Proteoglycan (PG) synthesis is a complex mechanism that can be divided in four main steps. Core protein synthesis occurs in the rough endoplasmic reticulum (RER). Once PG core protein has been synthesized, it moves from the RER to the Golgi apparatus where the first sugar of glycosaminoalycan (GAG) chain is added on Ser residues. GAG synthesis continues by glycosyltransferases that transfer sugar moieties from UDP-sugars to GAG chains. UDP-sugars are synthesized in the cytoplasm and are translocated in the Golgi apparatus by an antiporter with UMP. Then UDP, the by-product of glycosyltransferase reactions, is hydrolyzed to UMP and phosphate by calcium activated nucleotidase 1 (CANT1). Chondroitin, dermatan and heparan sulfate synthesis starts on a Ser residue of the PG core protein with the formation of a tetrasaccharide linkage region composed of a xylose (Xyl), two galactoses (Gal) and a glucuronic acid (GlcUA). After tetrasaccharide synthesis, GAG chain elongation continues through the binding of specific saccharides defining chondroitin sulfate, dermatan sulfate and heparan sulfate. Specific enzymes are involved in this process and mutations in their gene cause different types of skeletal dysplasia (indicated in red boxes). The third step is GAG sulfation. Sulfate enters in cells through the SLC26A2 transporter and it is activated to 30-phosphoadenosine 50-phosphosulfate (PAPS) by PAPS synthase (PAPSS) in the cytosol. Through a PAPS transporter (PAPST), PAPS moves to Golgi apparatus where it is used as sulfate donor by sulfotransferases to sulfate GAGs. This reaction also produces phosphoadenosine phosphate (PAP), that is hydrolyzed into AMP and phosphate by a Golgi resident phosphoadenosine phosphate phosphatase (gPAPP). Once synthesized, PGs are secreted in extracellular space.

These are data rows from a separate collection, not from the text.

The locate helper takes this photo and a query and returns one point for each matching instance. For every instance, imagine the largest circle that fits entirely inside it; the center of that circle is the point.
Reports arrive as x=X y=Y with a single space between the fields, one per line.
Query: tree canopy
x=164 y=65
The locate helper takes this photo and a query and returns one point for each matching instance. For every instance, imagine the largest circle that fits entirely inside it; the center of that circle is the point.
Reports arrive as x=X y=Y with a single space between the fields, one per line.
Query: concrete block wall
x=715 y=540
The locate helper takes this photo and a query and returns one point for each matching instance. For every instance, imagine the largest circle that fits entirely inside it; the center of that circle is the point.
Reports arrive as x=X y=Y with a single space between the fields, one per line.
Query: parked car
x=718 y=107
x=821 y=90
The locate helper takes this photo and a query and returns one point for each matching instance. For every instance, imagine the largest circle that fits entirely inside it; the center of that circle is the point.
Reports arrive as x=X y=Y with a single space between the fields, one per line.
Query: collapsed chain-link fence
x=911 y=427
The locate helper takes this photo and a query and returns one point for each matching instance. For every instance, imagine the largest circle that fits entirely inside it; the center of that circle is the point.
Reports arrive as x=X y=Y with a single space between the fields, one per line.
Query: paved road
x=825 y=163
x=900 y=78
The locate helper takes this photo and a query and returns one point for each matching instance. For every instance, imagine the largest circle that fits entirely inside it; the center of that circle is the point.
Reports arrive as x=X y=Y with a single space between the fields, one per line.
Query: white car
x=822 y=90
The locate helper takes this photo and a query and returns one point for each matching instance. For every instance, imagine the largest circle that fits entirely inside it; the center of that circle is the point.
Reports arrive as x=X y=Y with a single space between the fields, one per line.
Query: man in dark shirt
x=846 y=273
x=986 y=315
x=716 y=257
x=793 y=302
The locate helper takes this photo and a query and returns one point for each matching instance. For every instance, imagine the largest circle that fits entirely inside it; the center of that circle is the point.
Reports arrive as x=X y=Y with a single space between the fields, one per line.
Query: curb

Sulfation of GAGs is an important step in PG synthesis determining PG properties. Inorganic sulfate enters in cells through a sulfate/chloride antiporter named SLC26A2, but a small amount of sulfate could be derived from sulfur-containing amino acid metabolism. To be used by Golgi sulfotransferases, sulfate is activated to 30-phosphoadenosine 50-phosphosulfate (PAPS), the universal sulfate donor, by PAPS synthase (PAPSS2). The by-product of sulfotransferase reactions, phosphoadenosine phosphate (PAP), is hydrolyzed by a Golgi resident phosphoadenosine phosphate phosphatase (gPAPP) in order to prevent feedback inhibition of these reactions.

Linked with a dotted arrow to the GeneProduct nodes are skeletal dysplasias caused by mutation in the respective gene.

For further details, see [1].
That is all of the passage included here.